Milano, 14 apr. (askanews) – “Il dealcolato può aprire nuove fette di mercato ma noi che partita vogliamo giocare, quella della qualità o quella della quantità? Io vedo che le scelte di contingentamento produttivo portano spesso alla qualità nel calice, e in molte aree del Paese, come la Franciacorta, questa è stata una scommessa vinta. In Italia la standardizzazione non conviene, mentre ciò che è intimamente legato ad un territorio ci fa vincere la battaglia competitiva. Facciamo le bevande dealcolate che derivano dall’uva e non chiamiamole vino”. Lo ha affermato il ministro dell’Agricoltura, Sovranità alimentare e Foreste, Francesco Lollobrigida, nel corso del suo intervento ad un convegno a Vinitaly nel corso del quale è stata presentata una ricerca realizzata dall’Osservatorio Uiv-Vinitaly in collaborazione con Prometeia.

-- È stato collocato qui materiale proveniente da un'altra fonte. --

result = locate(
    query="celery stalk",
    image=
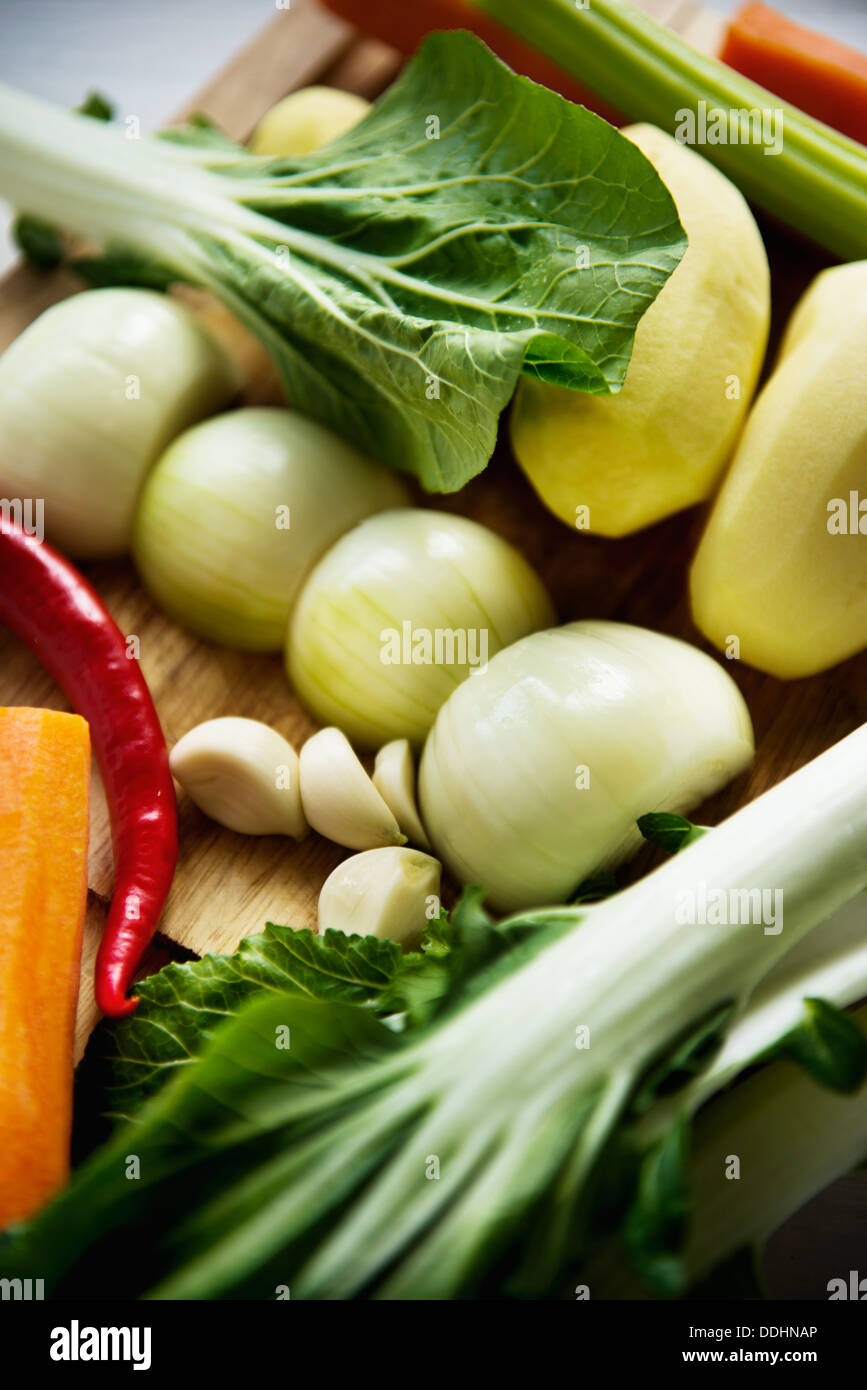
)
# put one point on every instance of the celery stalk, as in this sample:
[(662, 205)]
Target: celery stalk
[(817, 184)]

Quello del vino o delle bevande senza alcol (vedremo quale sarà il nome su cui si troverà un eventuale mediazione) è un tema sul quale l’industria enologica italiana spinge da tempo, convinta che non si possa rinunciare ad un mercato ritenuto in crescita esponenziale. Sempre sullo stesso tema, in un’intervista sul Daily del Gambero Rosso dal Salone, Lollobrigida è apparso ancora più critico affermando: “Lo dico in modo brutale ma chiaro: quando qualcuno sostiene che il dealcolato ci permetterà di aprire una nuova fetta di mercato, io guardo sempre a questa affermazione con un certo sospetto: il rischio è che si vada ad abbassare il valore di un prodotto di eccellenza. Rispetteremo le normative europee che impongono di aprire a questo prodotto – ha aggiunto il ministro – ma da parte mia non ci sarà nessuna incentivazione alla sua promozione”. “Quello che chiedo ai nostri imprenditori è di fare una riflessione: vogliono investire su qualcosa che fa parte della nostra cultura o virare verso una produzione che probabilmente non ci farà brillare?” si è domandato retoricamente Lollobrigida, concludendo “personalmente ritengo irragionevole dover chiamare vino una bevanda che cambia proprio il modo di produrre il vino stesso”.